Forming, Storming, Norming, and Performing are Normal

In consulting, our team is often in the position of collaborating with new teams.  In general, this is one of the most fun aspects of our work, as we enjoy the servant leadership aspect of what we do. There are definitely some drawbacks to constantly forming new teams, however, and if team members are not prepared, they can be surprised and often frustrated.

The Tuckman Model, coined by psychologist Bruce Tuckman in his 1965 article entitled “Developmental Sequence in Small Groups” describes “Forming, Storming, Norming, and Performing,” as a typical path that most teams follow as they work together.   As would be expected, the “Storming” part of team interaction is not always sunshine and rainbows.

However, rather than eschew or deny the natural progression of the Tuckman Model, it is quite helpful to embrace it.  Merely knowing that it is NORMAL to storm at some point helps to give perspective and provide assurances that we are just like everyone else.  Teams are not surprised when it happens and can avoid frustration as they work through the Storming phase.  It also offers a light at the end of the tunnel, knowing that the Norming phase is coming soon! 

Typically, there is a period of excitement preceding the Storming phase.  Tuckman calls this the Forming stage.  “Forming” a team is often an exciting time, where people are happy to get to know each other, and everything is fun and new. 

If team members are not aware of the natural progression of team formation, however, the bliss that accompanies Forming often causes even more frustration as things become challenging. When reality sets in, often accompanied by ambiguity and feelings of being overwhelmed, Storming ensues.  The speed of this transition seems to depend on the frequency of interactions.  If your team interacts less frequently, it often will take longer to hit Storming.” 

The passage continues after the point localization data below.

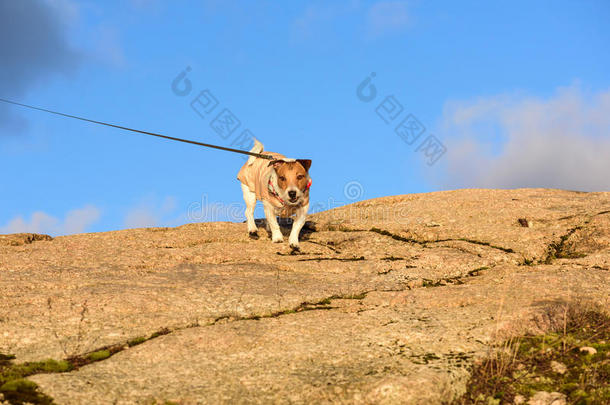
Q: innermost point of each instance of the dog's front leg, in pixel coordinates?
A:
(276, 234)
(250, 199)
(297, 224)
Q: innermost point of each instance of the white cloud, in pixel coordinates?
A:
(75, 221)
(387, 17)
(510, 141)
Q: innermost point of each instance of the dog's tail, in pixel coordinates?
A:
(257, 148)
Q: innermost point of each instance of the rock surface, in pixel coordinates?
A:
(389, 301)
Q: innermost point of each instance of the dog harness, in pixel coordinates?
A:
(277, 196)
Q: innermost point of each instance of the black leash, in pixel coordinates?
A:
(207, 145)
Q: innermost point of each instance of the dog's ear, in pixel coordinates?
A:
(306, 163)
(276, 163)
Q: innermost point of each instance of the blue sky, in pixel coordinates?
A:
(516, 94)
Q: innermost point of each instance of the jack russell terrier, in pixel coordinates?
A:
(282, 185)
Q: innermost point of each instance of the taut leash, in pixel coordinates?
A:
(207, 145)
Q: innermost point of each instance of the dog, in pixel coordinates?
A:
(282, 185)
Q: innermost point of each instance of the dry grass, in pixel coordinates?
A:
(522, 366)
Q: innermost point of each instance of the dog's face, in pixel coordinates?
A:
(292, 179)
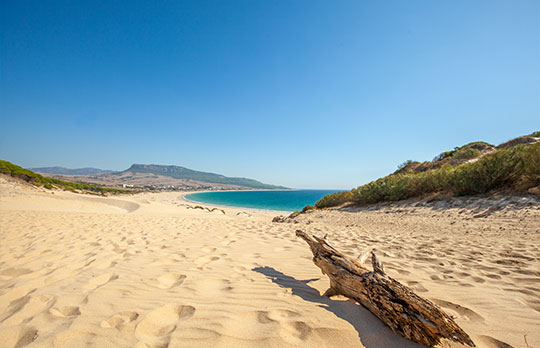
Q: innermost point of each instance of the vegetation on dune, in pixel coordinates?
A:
(29, 176)
(515, 168)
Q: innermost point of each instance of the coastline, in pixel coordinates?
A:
(147, 264)
(233, 205)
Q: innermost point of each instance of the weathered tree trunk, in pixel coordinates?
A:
(406, 313)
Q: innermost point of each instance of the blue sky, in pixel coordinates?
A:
(310, 94)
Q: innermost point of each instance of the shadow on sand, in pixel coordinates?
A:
(372, 332)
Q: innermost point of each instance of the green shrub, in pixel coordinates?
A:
(467, 153)
(29, 176)
(516, 168)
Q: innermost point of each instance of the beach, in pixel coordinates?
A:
(149, 270)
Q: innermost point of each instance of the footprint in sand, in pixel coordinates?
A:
(209, 287)
(460, 310)
(18, 336)
(66, 311)
(154, 330)
(203, 260)
(119, 319)
(295, 332)
(167, 260)
(26, 307)
(169, 280)
(101, 280)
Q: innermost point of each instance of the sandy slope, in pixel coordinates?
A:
(147, 271)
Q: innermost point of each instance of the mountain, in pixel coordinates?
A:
(68, 171)
(190, 174)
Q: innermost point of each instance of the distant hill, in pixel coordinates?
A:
(190, 174)
(67, 171)
(471, 169)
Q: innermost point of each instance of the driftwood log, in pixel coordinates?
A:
(406, 313)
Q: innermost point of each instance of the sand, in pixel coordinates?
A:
(148, 271)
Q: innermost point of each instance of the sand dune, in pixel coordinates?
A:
(147, 271)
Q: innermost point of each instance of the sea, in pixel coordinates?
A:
(279, 200)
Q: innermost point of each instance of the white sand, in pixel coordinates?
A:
(146, 271)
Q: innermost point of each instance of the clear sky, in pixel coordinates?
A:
(310, 94)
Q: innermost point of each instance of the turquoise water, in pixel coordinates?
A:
(283, 200)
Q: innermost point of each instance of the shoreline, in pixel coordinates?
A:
(243, 207)
(147, 264)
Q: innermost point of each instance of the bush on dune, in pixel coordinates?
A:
(515, 168)
(29, 176)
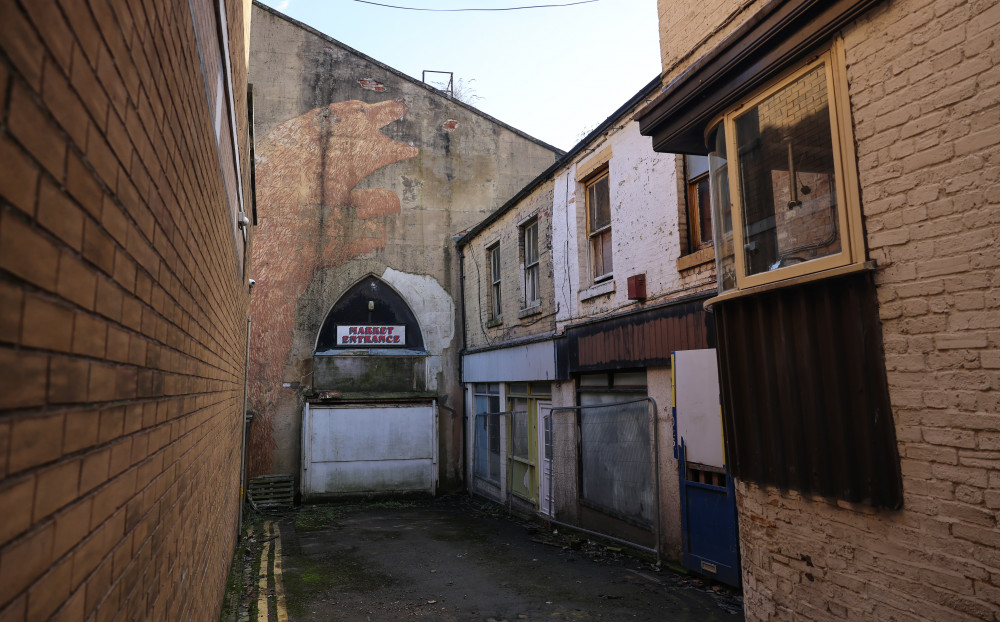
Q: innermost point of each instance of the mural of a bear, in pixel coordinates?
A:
(312, 217)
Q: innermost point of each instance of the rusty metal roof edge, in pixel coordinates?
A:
(673, 302)
(307, 27)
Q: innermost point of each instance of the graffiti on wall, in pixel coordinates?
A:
(312, 216)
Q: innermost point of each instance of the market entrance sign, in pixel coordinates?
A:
(371, 335)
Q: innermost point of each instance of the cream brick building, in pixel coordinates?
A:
(915, 103)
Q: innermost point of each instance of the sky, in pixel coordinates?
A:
(554, 73)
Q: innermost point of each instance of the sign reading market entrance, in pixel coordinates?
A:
(369, 335)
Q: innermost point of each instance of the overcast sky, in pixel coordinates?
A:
(553, 73)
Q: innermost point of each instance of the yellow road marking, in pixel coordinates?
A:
(279, 586)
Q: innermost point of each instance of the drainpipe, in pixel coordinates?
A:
(461, 354)
(243, 424)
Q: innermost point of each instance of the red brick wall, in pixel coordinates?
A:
(122, 315)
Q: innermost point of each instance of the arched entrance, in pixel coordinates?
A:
(371, 425)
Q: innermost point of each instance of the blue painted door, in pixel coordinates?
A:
(708, 501)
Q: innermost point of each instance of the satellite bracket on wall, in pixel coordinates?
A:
(450, 89)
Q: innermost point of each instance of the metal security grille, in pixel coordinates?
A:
(616, 473)
(615, 458)
(486, 447)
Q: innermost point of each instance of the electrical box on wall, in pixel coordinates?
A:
(637, 287)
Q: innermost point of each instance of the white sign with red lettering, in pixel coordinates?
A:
(369, 335)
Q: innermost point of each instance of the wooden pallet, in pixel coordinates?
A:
(272, 492)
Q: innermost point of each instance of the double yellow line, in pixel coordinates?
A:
(263, 613)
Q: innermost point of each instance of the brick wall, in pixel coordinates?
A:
(689, 29)
(122, 315)
(925, 98)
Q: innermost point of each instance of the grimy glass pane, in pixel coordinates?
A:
(722, 214)
(531, 284)
(531, 244)
(599, 200)
(540, 388)
(704, 211)
(481, 447)
(787, 177)
(494, 447)
(519, 434)
(606, 252)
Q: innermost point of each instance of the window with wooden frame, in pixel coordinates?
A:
(599, 224)
(783, 172)
(529, 261)
(496, 308)
(699, 203)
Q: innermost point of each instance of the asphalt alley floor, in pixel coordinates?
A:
(457, 559)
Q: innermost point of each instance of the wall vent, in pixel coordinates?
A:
(637, 287)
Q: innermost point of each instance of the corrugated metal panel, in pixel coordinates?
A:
(640, 339)
(804, 391)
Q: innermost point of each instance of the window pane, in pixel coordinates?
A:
(722, 221)
(703, 192)
(495, 264)
(531, 244)
(520, 443)
(540, 388)
(531, 284)
(787, 177)
(606, 254)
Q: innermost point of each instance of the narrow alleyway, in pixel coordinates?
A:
(453, 559)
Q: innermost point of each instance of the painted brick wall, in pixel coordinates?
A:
(645, 207)
(479, 329)
(925, 98)
(122, 315)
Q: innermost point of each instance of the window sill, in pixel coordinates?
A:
(698, 258)
(599, 289)
(792, 282)
(528, 312)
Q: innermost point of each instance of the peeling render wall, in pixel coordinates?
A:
(516, 321)
(361, 171)
(645, 203)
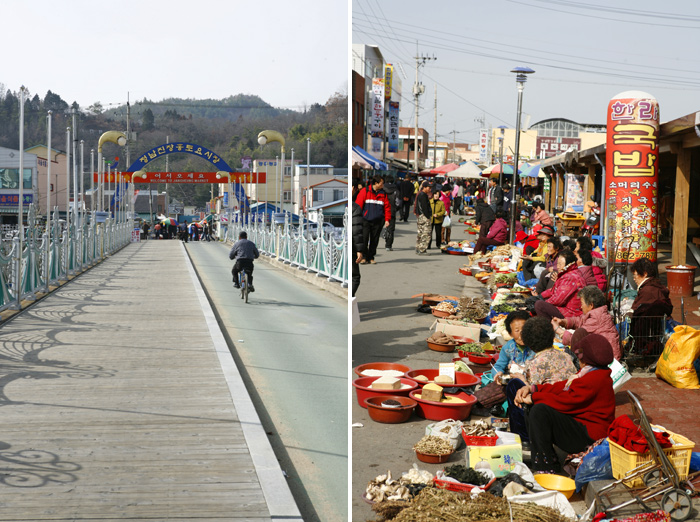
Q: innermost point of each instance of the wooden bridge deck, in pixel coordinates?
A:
(115, 405)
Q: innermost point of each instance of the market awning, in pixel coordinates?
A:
(371, 160)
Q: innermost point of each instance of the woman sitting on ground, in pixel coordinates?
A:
(593, 275)
(497, 236)
(573, 413)
(649, 308)
(540, 215)
(652, 297)
(534, 258)
(547, 366)
(549, 275)
(562, 299)
(595, 319)
(514, 351)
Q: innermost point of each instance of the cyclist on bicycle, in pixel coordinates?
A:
(243, 252)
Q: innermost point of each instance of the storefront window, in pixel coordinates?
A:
(9, 179)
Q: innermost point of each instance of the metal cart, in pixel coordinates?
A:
(659, 476)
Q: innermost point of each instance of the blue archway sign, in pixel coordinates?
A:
(180, 146)
(190, 148)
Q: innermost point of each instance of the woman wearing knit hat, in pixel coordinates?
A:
(571, 414)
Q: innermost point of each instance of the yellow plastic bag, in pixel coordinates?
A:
(675, 365)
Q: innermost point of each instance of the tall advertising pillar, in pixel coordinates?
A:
(632, 162)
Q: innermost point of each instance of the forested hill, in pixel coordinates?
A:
(229, 126)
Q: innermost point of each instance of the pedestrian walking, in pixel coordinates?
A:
(376, 213)
(406, 190)
(446, 198)
(494, 195)
(437, 207)
(484, 217)
(392, 193)
(424, 217)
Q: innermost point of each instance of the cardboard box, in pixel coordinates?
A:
(501, 457)
(457, 328)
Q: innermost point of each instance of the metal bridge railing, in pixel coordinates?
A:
(48, 258)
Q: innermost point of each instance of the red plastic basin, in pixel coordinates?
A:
(364, 392)
(432, 410)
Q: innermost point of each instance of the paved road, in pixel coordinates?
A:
(117, 404)
(291, 345)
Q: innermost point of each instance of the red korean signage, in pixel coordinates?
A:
(632, 161)
(186, 177)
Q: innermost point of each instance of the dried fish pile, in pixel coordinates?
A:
(433, 445)
(439, 505)
(472, 308)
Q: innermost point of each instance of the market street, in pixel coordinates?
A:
(291, 346)
(391, 330)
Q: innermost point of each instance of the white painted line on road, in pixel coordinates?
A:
(278, 496)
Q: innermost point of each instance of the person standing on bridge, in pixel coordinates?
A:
(376, 212)
(244, 252)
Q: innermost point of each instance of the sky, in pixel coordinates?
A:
(584, 52)
(290, 54)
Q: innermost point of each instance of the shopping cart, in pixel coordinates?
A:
(659, 476)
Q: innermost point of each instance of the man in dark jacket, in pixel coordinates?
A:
(358, 246)
(406, 190)
(376, 212)
(485, 217)
(425, 215)
(392, 194)
(495, 195)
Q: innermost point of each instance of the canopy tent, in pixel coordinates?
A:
(358, 162)
(468, 170)
(533, 171)
(371, 160)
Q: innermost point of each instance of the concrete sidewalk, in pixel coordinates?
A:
(120, 400)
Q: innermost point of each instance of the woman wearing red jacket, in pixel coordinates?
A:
(571, 414)
(497, 236)
(562, 299)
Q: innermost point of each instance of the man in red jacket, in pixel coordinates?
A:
(376, 212)
(572, 414)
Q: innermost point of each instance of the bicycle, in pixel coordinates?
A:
(243, 281)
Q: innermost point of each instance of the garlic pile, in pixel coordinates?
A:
(383, 487)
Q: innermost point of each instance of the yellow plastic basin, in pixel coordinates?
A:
(557, 483)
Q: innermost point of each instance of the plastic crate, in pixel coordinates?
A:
(623, 460)
(459, 486)
(471, 440)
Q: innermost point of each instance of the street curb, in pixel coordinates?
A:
(277, 494)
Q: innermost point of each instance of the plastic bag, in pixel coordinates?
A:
(595, 466)
(450, 430)
(675, 365)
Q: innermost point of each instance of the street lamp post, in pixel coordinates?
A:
(114, 137)
(269, 135)
(500, 153)
(520, 79)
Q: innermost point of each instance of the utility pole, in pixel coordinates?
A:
(435, 132)
(418, 89)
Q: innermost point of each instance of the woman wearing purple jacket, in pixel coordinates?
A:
(497, 236)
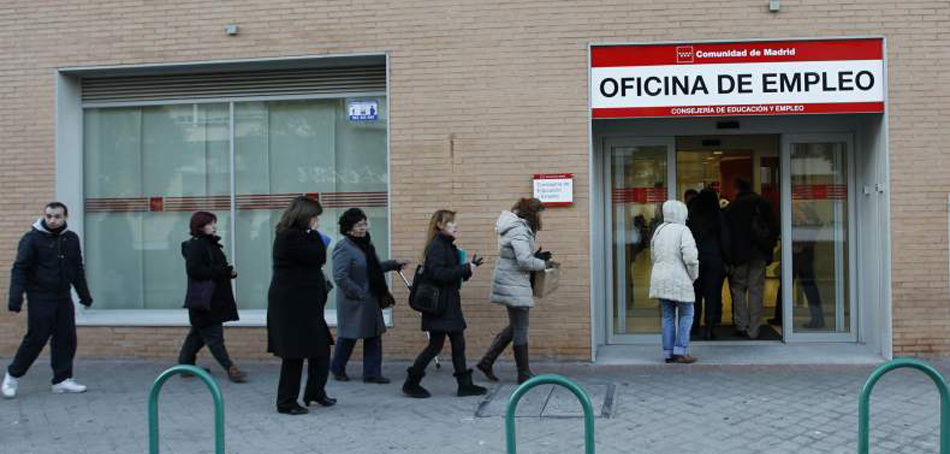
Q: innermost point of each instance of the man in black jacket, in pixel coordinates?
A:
(47, 266)
(754, 233)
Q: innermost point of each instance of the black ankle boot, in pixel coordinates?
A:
(466, 387)
(521, 360)
(412, 388)
(486, 368)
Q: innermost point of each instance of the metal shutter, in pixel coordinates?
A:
(287, 82)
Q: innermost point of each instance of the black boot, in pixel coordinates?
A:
(466, 387)
(412, 388)
(497, 346)
(708, 333)
(521, 360)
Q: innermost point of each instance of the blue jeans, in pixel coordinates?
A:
(676, 327)
(372, 356)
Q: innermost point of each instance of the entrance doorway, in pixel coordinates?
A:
(806, 180)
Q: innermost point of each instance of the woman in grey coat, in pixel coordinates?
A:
(360, 281)
(511, 283)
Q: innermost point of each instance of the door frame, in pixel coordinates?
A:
(628, 142)
(785, 140)
(787, 305)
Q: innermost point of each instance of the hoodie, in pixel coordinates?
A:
(674, 255)
(47, 266)
(511, 281)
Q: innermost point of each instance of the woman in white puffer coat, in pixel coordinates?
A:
(675, 267)
(511, 283)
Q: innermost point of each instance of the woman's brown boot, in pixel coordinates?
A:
(236, 375)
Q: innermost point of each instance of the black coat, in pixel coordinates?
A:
(739, 216)
(205, 260)
(298, 294)
(46, 265)
(442, 269)
(713, 240)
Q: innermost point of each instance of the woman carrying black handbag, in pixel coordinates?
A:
(511, 284)
(444, 270)
(209, 300)
(296, 329)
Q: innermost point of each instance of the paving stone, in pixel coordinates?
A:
(657, 410)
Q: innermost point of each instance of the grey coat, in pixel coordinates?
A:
(511, 282)
(358, 315)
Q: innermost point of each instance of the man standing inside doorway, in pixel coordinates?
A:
(48, 264)
(754, 235)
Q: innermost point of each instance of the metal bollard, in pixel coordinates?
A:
(215, 394)
(556, 380)
(864, 404)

Once the team has found its strides and clarified its operational norms, teams are productive and work together to deliver results.  Tuckman calls this phase Norming.  It is important to note that even in Norming, there may still be some hiccups around knowing who is most proficient at what, and who to ask for certain types of help.  However, if your team ever gets into Performing, it feels like a well-oiled machine. Team members are comfortable with each other, confident in their skills and that of their teammates, and trusting to grow out of their comfort zones to learn new things and be challenged to grow. 

The take away here, however, is to be aware that teams do go through these phases.  It is normal, and that in and of itself can bring confidence that you WILL get through it!